The paintings left me cold – almost all of them – but I should be fair, because their presence is the point: a show about Monroe’s afterlife has to reckon with what artists made of her. And mostly they were not painting Monroe at all. They were painting the idea of her, or fame, or themselves, which is their right but left me cold, nonetheless. Pauline Boty’s portraits are sincere, the tribute plain in them; yet to me they feel lifeless. Warhol’s, the best known in the show, are where she disappears completely: an icon still gilded and repeated until the woman becomes surface, product, belonging to anyone. The one that stops me is Marlene Dumas’s Dead Marilyn, painted from the photograph taken in the morgue. I found it indecent, an intrusion on a woman who could no longer refuse to be seen, and yet I keep turning it over, unsure whether the discomfort is a failing on my part or the point. It is the only painting in the room I cannot dismiss.
Oddly, one of the most moving things in the exhibition is not a photograph or a painting at all, but a pair of white shoes displayed in a glass case. Scuffed, creased and visibly worn, they undid me a little. The accompanying label explains that Monroe became such a devoted customer of Salvatore Ferragamo that the company retained a custom shoe form for her, allowing her to reorder favourite styles. It is a small, oddly charming detail. The woman who became one of the most recognisable faces in history turns out to have had the same habit as countless others: finding something she liked and sticking with it. After all those rooms of images, here was something that had belonged to her. The leather had softened around her feet. The heels had worn down through use. Looking at them, I was not thinking about Marilyn Monroe the icon, but about somebody getting dressed in the morning, hurrying to a studio, walking across a room, living an ordinary life. Unlike the photographs and paintings, the shoes offered no interpretation. They made no argument. They testified that she was here.

The final photographs have always unsettled me. Knowing what comes next, every expression risks becoming evidence, every glance a clue. Some viewers see tragedy in her eyes. I am no longer sure whether that is really there or whether we project it backwards through history. Yet there is a palpable absence in some of those images that I do not feel in Avedon’s portrait from five years earlier. The difference is not happiness versus sadness – it is presence versus vacancy. The one exception stopped me: Monroe in a black dress, in profile, her head resting on her hand. Something in her has come back.
By the final room, I was thinking less about the woman herself than about our endless desire to explain Marilyn. Biographers, artists and audiences have been doing much the same for decades.
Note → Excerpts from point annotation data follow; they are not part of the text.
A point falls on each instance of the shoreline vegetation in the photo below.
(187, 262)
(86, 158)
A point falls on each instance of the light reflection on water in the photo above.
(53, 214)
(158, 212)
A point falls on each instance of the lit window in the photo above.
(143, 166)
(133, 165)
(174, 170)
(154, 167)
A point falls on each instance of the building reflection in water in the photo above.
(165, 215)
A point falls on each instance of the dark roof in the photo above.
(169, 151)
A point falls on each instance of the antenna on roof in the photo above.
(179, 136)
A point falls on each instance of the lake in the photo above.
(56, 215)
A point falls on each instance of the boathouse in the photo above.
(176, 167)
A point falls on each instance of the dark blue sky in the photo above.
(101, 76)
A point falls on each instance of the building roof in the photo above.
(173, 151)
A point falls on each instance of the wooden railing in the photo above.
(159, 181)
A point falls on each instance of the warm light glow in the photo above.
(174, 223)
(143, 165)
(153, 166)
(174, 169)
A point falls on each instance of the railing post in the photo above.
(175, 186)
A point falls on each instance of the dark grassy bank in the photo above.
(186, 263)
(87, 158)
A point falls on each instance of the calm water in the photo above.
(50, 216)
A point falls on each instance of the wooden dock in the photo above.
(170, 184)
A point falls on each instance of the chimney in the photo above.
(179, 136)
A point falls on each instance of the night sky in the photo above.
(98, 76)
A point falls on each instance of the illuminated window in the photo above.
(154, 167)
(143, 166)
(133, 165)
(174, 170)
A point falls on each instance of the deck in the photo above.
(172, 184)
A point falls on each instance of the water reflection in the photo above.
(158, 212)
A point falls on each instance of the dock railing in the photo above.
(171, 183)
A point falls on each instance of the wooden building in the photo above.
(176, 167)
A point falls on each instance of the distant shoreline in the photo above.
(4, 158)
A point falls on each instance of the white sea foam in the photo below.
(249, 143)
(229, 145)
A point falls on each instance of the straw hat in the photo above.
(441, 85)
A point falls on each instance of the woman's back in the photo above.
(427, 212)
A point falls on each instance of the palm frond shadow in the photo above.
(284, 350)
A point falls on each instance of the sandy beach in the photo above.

We seem unwilling to accept her as she appears before us. We need her to signify something larger. The exhibition’s most striking achievement may be that it resists all such conclusions.
I had wondered whether Monroe means anything to my daughter’s generation, or only to mine and the ones before. Later that evening my nineteen-year-old sat with me and the catalogue, and we spent far longer over it than I expected. She turned page after page, lingering over the photographs, caught by the same thing I had been at her age: the vulnerability, the “insane beauty”. She passed over the paintings without a glance. It was the photographs that held her, where something of the real woman still waits to be met.